JOÃO EICHBAUM – ADVOGADO E ESCRITOR
Ah! Se eu tivesse capacidade, escreveria um poema sobre aquele Natal que foi, a um só tempo, o princípio e o fim de uma felicidade.
O Orfanato São Vicente de Paula, que te acolhia, ali na Silva Jardim, um casarão cinzento-tristeza, ocupava uma quadra inteira.
Além dele havia o asilo Padre Caetano, abrigando aqueles para quem a vida, já tendo passado do ponto, só deixara restos de dias sem esperança, com desmazelos no corpo e na alma.
As freirinhas só contavam com Deus, para cuidar das meninas e dos pobres velhinhos. Para as meninas, que nunca tiveram lar, ou foram entregues aos riscos do mundo pelas malvadezas do destino, elas queriam construir o futuro.
Dos velhinhos elas se ocupavam como se fossem sua própria alma, ou mais, porque a alma não exige desvelos que desafiam o estômago. Tudo por amor de Deus, naquela espera, sem desespero, pela eternidade.
Graças à freirinha que organizava o coral e tocava harmônio, te conheci. Não fosse ela, eu não teria ouvido o esplendor de tua voz, soando entre o terreno e o celestial, me fazendo tropeçar nos degraus do altar, com as galhetas na mão, bem no momento em que ia servir de vinho o padre.
Só porque, não resistindo à insistência daquele encanto, olhei para o coro, onde vocês, meninas órfãs, cantavam. Tu tinhas o olhar fixo no altar, não por minha causa, é claro, eu não mereceria teu olhar, mas aí nossos olhos se encontraram e eu quase me estatelei aos pés do altar, com as galhetas.
O coral cantava “Oh! Maria, concebida sem pecado”, e tu entoavas o primeiro verso, como solista. Desde ali, teu rosto de menina nunca mais saiu da frente dos meus olhos, tua voz nunca mais abandonou a melodia do “Maria concebida sem pecado”. Porque foi a voz mais linda que, na infância, meus ouvidos ouviram.
E desde então, por muito tempo, o hino da Imaculada me adocicava a alma na solidão e me arrancava suspiros sem razões definidas, sempre que eu passava na frente da capela do Rosário, ou entrava nela para servir de coroinha na missa.
Só outra canção atingiu meu coração com a mesma força.

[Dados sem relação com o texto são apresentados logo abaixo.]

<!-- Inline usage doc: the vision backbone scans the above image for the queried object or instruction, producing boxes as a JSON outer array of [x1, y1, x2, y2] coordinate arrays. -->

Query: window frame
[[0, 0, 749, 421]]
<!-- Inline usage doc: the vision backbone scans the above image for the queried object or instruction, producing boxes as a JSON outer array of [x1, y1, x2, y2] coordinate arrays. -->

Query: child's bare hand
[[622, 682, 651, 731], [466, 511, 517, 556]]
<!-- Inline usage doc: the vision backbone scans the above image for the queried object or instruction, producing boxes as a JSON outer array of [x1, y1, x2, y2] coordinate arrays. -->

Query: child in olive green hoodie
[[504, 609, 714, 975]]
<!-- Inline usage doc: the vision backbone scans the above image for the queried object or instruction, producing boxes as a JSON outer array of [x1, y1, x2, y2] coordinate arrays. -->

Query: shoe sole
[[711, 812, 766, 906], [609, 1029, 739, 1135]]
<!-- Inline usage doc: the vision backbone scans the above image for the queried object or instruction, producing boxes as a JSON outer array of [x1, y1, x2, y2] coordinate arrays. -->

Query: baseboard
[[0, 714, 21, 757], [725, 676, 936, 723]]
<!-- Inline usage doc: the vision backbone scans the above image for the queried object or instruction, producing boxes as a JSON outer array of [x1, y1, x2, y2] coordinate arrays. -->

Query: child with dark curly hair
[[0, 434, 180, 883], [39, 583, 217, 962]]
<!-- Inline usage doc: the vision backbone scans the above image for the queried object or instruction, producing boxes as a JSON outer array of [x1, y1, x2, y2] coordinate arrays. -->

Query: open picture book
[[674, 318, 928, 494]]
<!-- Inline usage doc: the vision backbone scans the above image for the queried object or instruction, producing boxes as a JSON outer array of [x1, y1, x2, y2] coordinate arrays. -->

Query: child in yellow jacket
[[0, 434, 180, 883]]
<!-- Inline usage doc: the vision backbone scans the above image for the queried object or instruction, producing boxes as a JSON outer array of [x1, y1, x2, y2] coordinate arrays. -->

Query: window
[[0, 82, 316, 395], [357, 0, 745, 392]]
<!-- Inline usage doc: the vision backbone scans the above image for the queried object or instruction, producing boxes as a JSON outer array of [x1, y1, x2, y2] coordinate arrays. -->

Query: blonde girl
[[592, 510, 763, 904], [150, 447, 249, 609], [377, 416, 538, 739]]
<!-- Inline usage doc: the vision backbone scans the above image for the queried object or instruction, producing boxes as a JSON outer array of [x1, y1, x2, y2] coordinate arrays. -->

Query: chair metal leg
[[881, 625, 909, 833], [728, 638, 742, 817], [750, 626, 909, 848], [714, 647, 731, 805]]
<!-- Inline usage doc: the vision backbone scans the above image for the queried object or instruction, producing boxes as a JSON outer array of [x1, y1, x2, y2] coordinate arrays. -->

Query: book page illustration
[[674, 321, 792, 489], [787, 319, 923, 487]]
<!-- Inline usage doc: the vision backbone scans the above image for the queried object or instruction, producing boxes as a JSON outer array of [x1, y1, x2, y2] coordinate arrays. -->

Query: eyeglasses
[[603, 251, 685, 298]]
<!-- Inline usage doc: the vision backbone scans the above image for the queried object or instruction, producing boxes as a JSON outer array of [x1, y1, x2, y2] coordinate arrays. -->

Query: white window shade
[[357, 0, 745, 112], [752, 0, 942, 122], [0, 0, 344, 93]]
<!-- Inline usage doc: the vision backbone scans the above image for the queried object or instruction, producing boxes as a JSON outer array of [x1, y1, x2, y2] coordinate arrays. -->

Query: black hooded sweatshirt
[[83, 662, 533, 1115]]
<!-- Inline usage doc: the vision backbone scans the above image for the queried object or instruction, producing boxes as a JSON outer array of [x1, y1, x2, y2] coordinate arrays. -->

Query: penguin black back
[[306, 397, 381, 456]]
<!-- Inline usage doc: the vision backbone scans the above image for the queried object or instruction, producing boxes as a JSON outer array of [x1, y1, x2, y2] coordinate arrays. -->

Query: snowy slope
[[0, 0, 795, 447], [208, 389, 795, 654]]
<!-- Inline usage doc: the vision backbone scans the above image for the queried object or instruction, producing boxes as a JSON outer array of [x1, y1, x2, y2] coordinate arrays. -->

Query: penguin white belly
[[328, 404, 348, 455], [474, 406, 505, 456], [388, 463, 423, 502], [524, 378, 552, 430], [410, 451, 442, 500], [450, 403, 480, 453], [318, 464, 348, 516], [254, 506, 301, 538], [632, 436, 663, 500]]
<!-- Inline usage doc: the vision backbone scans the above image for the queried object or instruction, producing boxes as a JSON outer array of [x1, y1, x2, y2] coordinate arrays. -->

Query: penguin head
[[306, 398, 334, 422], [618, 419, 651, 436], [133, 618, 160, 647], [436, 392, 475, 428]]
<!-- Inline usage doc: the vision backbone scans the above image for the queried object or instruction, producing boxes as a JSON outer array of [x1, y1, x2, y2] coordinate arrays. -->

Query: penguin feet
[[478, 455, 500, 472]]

Foi na última noite de Natal em que te vi. Durante a comunhão, vocês, meninas, cantavam “Noite Feliz” e, cantando “Noite Feliz”, vinham em fila indiana, para receber a eucaristia, na direção da balaustrada, onde eu estava. E enquanto se ajoelhavam e não podiam cantar, recebendo a hóstia, a irmã continuava tocando a canção de todos os Natais.
Então, foi ouvindo “Noite Feliz” que a vida me botou bem perto de ti, e eu pude ver – pelo indizível nome de Deus, juro que vi – aquelas lágrimas dançando sobre a cor de pêssego dos teus olhos.
Mesmo com o tremor no queixo e o caroço na garganta, engoli o choro. Mas só naquele momento, porque, até hoje, desrespeitando o tempo reservado aos esquecimentos, não deixo de chorar por ti, em cada noite de Natal.